Primeiro, é preciso assegurar condições para que os alunos frequentem e não
abandonem a escola. Além disso, o tempo pedagógico é garantido, ou seja, o
tempo que o estudante está na escola é ocupado com aulas ou outras atividades
que vão ajudar no desenvolvimento. “Educação é um direito independente do
contexto social. Todo aluno tem que ter o direito ao aprendizado garantido”,
diz o coordenador da Fundação Lemann e coordenador geral da pesquisa, Ernesto
Faria.
Nessas escolas, o trabalho dos professores é pautado por
avaliações, feitas sistematicamente para medir o aprendizado e orientar as
aulas.
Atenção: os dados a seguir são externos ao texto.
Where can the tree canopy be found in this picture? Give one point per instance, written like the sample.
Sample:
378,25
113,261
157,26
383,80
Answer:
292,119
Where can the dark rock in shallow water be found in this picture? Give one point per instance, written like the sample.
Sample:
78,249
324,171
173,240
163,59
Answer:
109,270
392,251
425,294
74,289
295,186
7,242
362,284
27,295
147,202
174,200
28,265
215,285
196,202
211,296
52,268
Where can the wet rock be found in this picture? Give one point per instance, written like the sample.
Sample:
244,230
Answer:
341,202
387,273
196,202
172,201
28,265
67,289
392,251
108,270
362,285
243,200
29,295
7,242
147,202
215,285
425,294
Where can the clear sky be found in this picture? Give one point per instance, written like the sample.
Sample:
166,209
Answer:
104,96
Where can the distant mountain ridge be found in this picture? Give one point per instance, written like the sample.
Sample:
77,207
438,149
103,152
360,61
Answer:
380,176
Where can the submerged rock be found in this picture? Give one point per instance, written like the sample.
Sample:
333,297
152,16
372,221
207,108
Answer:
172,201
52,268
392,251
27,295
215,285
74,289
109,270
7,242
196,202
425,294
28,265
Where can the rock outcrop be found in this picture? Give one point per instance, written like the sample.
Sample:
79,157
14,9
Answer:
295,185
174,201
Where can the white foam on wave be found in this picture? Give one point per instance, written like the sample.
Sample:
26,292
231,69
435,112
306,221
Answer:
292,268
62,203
Além disso, a Secretaria de Educação oferece suporte pedagógico e
estrutural e os gestores atuam para fortalecer o vínculo dos profissionais com
as escolas. Os professores também levam em conta o contexto de vida dos alunos
na prática educacional. Por fim, são feitas mudanças na prática em sala de
aula, para melhorar a aprendizagem dos alunos.
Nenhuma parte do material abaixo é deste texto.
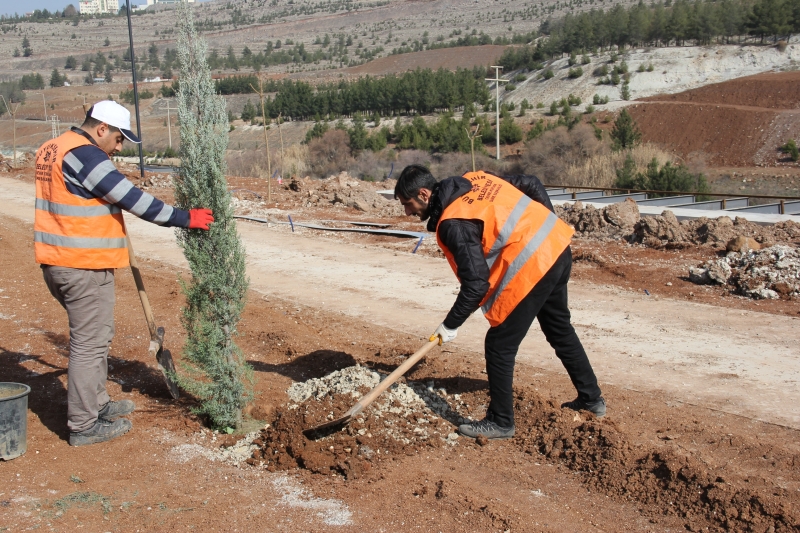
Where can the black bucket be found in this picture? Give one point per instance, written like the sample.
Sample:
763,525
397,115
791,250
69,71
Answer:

“É importante porque não é por um contexto mais vulnerável
que se pode perder o aluno. Não se pode cair na armadilha de olhar apenas para
o aluno mais engajado, todo aluno importa”, diz Faria. As escolas atendem
alunos de baixo nível socio economico, têm um alto percentual de alunos com
aprendizado adequado em português e matemática, mostraram evolução no
desempenho dos alunos na Prova Brasil, de 2009 a 2013, e pertencem a redes de
ensino que melhoraram como um todo nos últimos anos.
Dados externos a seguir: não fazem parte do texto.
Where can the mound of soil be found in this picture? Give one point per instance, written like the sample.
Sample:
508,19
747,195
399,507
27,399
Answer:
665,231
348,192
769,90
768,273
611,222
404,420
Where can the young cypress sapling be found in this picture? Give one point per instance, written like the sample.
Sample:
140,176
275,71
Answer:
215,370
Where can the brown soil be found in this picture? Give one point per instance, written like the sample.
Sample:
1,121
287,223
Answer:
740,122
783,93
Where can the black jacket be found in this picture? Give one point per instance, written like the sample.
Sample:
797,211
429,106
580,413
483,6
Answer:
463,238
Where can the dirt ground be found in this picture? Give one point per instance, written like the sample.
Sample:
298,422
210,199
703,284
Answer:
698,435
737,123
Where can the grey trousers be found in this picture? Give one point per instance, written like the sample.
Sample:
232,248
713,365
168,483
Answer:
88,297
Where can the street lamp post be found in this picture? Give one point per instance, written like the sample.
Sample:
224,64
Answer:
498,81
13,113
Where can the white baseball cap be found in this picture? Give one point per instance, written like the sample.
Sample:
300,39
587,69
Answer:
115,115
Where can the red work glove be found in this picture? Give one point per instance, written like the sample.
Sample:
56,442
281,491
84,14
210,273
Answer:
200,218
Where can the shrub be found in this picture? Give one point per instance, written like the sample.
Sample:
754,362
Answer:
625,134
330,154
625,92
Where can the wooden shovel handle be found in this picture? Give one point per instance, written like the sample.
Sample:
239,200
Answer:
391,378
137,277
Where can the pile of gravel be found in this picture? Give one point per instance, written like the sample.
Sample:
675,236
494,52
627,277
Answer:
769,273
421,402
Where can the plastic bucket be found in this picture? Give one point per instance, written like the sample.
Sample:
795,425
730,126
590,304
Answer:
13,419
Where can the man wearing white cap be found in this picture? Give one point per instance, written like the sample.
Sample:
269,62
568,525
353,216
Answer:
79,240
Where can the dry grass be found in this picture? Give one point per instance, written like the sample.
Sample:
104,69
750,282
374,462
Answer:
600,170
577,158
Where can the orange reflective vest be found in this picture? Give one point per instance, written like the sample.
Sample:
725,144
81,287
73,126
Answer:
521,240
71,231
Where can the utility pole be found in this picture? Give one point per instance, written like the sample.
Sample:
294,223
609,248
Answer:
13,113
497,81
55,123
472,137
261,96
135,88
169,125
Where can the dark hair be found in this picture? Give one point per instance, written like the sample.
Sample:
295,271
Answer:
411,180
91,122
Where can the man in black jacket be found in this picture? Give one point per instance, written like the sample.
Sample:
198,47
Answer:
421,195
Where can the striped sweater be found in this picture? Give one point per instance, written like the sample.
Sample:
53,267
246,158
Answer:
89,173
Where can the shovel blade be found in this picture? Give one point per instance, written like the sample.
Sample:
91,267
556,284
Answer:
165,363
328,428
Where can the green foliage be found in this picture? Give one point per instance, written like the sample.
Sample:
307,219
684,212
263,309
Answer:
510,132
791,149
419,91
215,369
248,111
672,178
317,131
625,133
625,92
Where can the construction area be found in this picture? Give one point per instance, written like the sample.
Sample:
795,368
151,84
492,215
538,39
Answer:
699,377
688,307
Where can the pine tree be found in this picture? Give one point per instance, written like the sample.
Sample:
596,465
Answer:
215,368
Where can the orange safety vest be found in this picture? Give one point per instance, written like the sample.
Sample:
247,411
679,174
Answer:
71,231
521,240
A pesquisa avalia escolas em diferentes contextos – urbanas
e rurais – inseridas em grandes capitais e em pequenos municípios, com muitos
ou poucos alunos. “O estudo desmonta
mitos relacionados à educação que são bastante difundidos. O primeiro, é que
escola pública é ruim. O segundo, é que criança pobre não aprende. O estudo
mostra que as escolas públicas conseguem fazer um trabalho de altíssimo nível”,
diz a consultora do Itaú BBA, Ana Inoue.
Excelência com equidade
A pesquisa, feita em parceria pela Fundação Lemann,
Instituto Credit Suisse Hedging-Griffo e Itaú BBA, dá continuidade ao estudo
lançado no ano passado, referente aos anos iniciais do ensino fundamental,
período que vai do 1º ao 5º ano. Agora foi analisado o período escolar do 6º ao
9º ano do ensino fundamental. Se na primeira pesquisa foram encontradas 215
escolas públicas que garantiam educação de qualidade a estudantes de baixa
renda, esse número, usados os mesmos critérios, cairia para apenas três nos
anos finais do ensino fundamental.
O grupo decidiu então flexibilizar os critérios
considerando, entre outros, não apenas os resultados finais, mais o quanto
essas escolas evoluíram nos últimos anos, o que elevou o número de escolas a
35, com experiências que podem ser compartilhadas.
De acordo com a pesquisa, a baixa quantidade de escolas
evidencia os desafios específicos dos anos finais do ensino fundamental. Entre
eles, a heterogeneidade das turmas. A evasão escolar e as defasagens acumuladas
no percurso escolar têm mais impacto nos anos finais do ensino fundamental, do
que nos iniciais, quando os alunos são mais jovens e estão no início da vida
escolar.
O estudo, divulgado esta semana está disponível na internet.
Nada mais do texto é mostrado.